En Guyane, l’eau devient un miroir des fragilités climatiques, sociales et territoriales. Ce basculement, décrit depuis plusieurs années par des observateurs locaux, se manifeste aujourd’hui de façon visible le long du fleuve Maroni et de ses affluents.
Une sécheresse inédite le long du Maroni
Depuis plusieurs semaines, les communes riveraines du Maroni connaissent une situation inédite : le niveau du fleuve a reculé à des valeurs que, selon les récits locaux, même les anciens n’avaient jamais observées. À Grand-Santi, commune enclavée comptant près de 9 000 habitants, l’eau du réseau n’est plus suffisante pour couvrir les besoins vitaux. Les habitants se voient contraints de puiser dans la rivière Lawa, aujourd’hui signalée comme polluée par le mercure et le cyanure issus d’activités illégales, pour boire, cuisiner et vivre.
Ce recul affecte aussi la circulation fluviale : des chenaux autrefois praticables s’assèchent, obligeant pirogues et embarcations à modifier leurs trajets. Ces pirogues, symboles de l’ingéniosité des peuples du fleuve et capables de transporter de lourdes charges, voient leur rôle bouleversé par l’érosion des voies navigables.
Conséquences sanitaires, sociales et éducatives
Les effets se lisent dans la vie quotidienne des villages du Haut-Maroni. À Taluen, en pays wayana, les écoles ferment parfois lorsque l’eau cesse de couler. Les centres de santé y comptent chaque litre d’eau disponible. Des enseignants quittent leurs postes, privés de conditions minimales pour exercer.
La pollution de la Lawa par le mercure et le cyanure, liée aux activités d’orpaillage illégal, aggrave la crise sanitaire. Les populations qui n’ont pas d’accès fiable à une eau protégée sont exposées à des risques immédiats et à long terme. Les opérations de l’État contre l’orpaillage se multiplient dans la région, et la tension est montée d’un cran après la perte d’un militaire au début du mois de novembre.
Parallèlement, l’isolement des communes riveraines rend plus difficiles la distribution d’eau alternative, la mise en place d’infrastructures temporaires et l’intervention des services publics, renforçant la vulnérabilité des communautés locales.
Un territoire d’expériences et d’alerte
Je connais ces rives pour y avoir grandi politiquement, techniquement et humainement. Elles m’ont appris que la République n’est jamais aussi forte que lorsqu’elle écoute ses marges, ces territoires lointains où l’État est à la fois nécessaire et fragile. De Awala-Yalimapo, commune amérindienne qui abrite, selon le texte, le plus grand site de ponte de tortues marines au monde, aux villages noirs-marrons du Haut-Maroni, où traditions africaines et amazoniennes coexistent depuis trois siècles, des populations résilientes font face aux inondations, à la sécheresse, à la pollution et à l’isolement.

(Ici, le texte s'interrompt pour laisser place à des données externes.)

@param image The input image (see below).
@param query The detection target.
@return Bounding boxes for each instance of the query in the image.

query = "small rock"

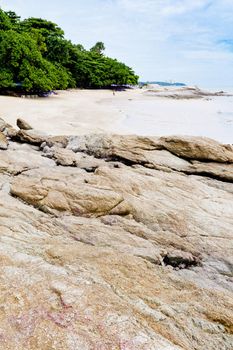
[0,131,8,150]
[16,118,33,130]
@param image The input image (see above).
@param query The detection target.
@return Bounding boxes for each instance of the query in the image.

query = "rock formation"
[16,118,33,130]
[0,119,233,350]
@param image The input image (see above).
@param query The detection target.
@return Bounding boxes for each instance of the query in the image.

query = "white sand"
[0,89,233,143]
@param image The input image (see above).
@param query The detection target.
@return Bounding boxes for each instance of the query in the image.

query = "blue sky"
[0,0,233,88]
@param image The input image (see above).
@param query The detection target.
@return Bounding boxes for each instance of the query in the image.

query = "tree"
[0,30,69,91]
[0,9,138,92]
[90,41,105,55]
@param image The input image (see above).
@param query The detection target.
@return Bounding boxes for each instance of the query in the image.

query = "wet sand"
[0,89,233,143]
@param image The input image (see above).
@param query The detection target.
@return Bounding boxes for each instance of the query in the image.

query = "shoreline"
[0,89,233,143]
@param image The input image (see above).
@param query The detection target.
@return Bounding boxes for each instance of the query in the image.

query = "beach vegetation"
[0,9,138,93]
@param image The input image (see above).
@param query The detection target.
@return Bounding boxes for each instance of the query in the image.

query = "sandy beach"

Cette expérience de terrain a guidé mes interventions lors de forums internationaux : au Forum mondial de l’eau à Dakar en 2022, à l’Organisation des Nations unies à New York en 2023, plus récemment lors de la Conférence des Nations unies sur l’océan à Nice, et lors de la COP30 à Belém. À chacune de ces occasions, j’ai défendu l’idée que l’adaptation climatique ne se décrète pas depuis les capitales mais se construit sur place, là où les ruptures se produisent.
Le cas de la Guyane illustre ce point : la rupture est tangible et locale. Les réponses doivent donc prendre en compte les savoirs des populations, les pratiques de gestion de l’eau et les contraintes logistiques propres à ces territoires.
Enjeux et pistes d’action
Sur le terrain, les solutions exigent une approche combinant court et long terme. À court terme, garantir l’accès à une eau potable sécurisée pour les usages domestiques et sanitaires est prioritaire. À moyen et long terme, il faudra penser des infrastructures adaptées aux spécificités fluviales, renforcer la surveillance de la pollution liée à l’orpaillage et soutenir des programmes d’adaptation basés sur les connaissances locales.
La situation expose également une dimension constitutionnelle et républicaine : la capacité de l’État à assurer l’égalité d’accès aux services essentiels dans des territoires éloignés est mise à l’épreuve. Les habitants du Maroni, par leur quotidien et leur résilience, offrent un terrain d’alerte et d’enseignement sur la manière dont la France et d’autres pays devront penser l’adaptation aux changements climatiques.
Sans réponse soutenue et adaptée, la convergence des phénomènes — sécheresse, pollution, isolement — risque d’accentuer les fragilités déjà présentes dans ces territoires, avec des conséquences sociales et sanitaires durables.